Why does a MVD fail?

Please please someone tell my why a MVD fails? Does it mean something is touching the nerve again? I can’t beileve its back in my life so soon. Anyone have any suggestions? Thanks

Hi Connie,

Here’s my take…

There currently is no cure for TN.

That being said, there are procedures like MVD that they have found to work at relieving the pain for years, months, weeks.

No one knows why it works well for some and not for others. Out of all of the procedures currently available, MVD gives the best chance for long term relief.

I’ve copy/pasted the following, can’t remember where I found it…



Below is a list of known and suspected causes:

A blood vessel presses against the root of the trigeminal nerve.
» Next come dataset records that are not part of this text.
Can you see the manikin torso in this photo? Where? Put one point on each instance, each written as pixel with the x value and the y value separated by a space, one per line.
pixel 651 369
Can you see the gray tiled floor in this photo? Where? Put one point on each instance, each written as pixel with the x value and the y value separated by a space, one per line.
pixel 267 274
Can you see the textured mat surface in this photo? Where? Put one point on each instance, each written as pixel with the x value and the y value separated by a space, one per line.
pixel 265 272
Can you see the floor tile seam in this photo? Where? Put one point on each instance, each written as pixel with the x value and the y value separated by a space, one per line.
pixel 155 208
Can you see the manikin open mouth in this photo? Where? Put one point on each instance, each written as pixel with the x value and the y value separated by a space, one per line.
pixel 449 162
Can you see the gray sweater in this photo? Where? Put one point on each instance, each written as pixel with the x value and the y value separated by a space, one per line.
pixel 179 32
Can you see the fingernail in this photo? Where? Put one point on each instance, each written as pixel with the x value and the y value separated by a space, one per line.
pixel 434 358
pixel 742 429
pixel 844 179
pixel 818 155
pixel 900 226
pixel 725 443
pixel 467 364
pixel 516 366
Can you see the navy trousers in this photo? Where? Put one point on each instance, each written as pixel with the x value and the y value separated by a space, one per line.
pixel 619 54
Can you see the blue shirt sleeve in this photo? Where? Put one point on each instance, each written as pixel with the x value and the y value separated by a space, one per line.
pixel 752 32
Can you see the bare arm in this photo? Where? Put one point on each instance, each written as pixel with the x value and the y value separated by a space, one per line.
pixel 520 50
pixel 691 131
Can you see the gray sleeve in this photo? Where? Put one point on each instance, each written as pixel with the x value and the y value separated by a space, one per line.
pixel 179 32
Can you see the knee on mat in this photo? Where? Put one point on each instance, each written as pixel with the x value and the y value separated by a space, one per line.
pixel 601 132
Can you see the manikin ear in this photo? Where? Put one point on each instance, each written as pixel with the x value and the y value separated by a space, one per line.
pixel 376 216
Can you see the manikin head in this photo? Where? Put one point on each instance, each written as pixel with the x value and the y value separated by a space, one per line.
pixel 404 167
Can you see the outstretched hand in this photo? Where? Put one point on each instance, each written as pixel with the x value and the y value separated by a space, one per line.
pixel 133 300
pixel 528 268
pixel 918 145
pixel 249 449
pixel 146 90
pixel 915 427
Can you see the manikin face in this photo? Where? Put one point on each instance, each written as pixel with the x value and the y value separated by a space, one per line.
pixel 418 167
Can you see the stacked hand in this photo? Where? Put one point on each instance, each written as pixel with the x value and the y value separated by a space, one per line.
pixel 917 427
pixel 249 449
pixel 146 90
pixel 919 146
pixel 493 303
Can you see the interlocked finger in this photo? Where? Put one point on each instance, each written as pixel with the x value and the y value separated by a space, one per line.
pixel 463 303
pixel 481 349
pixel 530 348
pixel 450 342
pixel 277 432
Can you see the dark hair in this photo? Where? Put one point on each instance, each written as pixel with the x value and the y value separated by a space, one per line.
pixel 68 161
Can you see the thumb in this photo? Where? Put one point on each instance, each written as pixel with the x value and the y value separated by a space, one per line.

Multiple sclerosis - due to demyelinization of the nerve. Trigeminal neuralgia typically appears in the advanced stages of multiple sclerosis.



A tumor presses against the trigeminal nerve. This is a rare cause.



Physical damage to the nerve - this may be the result of injury, a dental or surgical procedure, or infection.



Family history (genes, inherited) - 4.1% of patients with unilateral trigeminal neuralgia (affects just one side of the face) and 17% of those with bilateral trigeminal neuralgia (affects both sides of the face) have close relatives with the disorder. Compared to a 1 in 15,000 risk in the general population, 4.1% and 17% indicate that inheritance is probably a factor.



POSTHERPETIC NEURALGIA

When chickenpox is contracted during childhood, the virus that causes it, herpes zoster, can remain dormant for decades in the nerve bundles near the spine. The virus will sometimes reactivate, causing the condition known as postherpetic neuralgia, or more commonly, shingles.

In cases of postherpetic neuralgia, the reactivated virus travels around the affected nerve, causing pain. The herpes virus can affect the trigeminal nerve, resulting in postherpetic neuralgia, or pain, in the facial areas supplied by the trigeminal nerve.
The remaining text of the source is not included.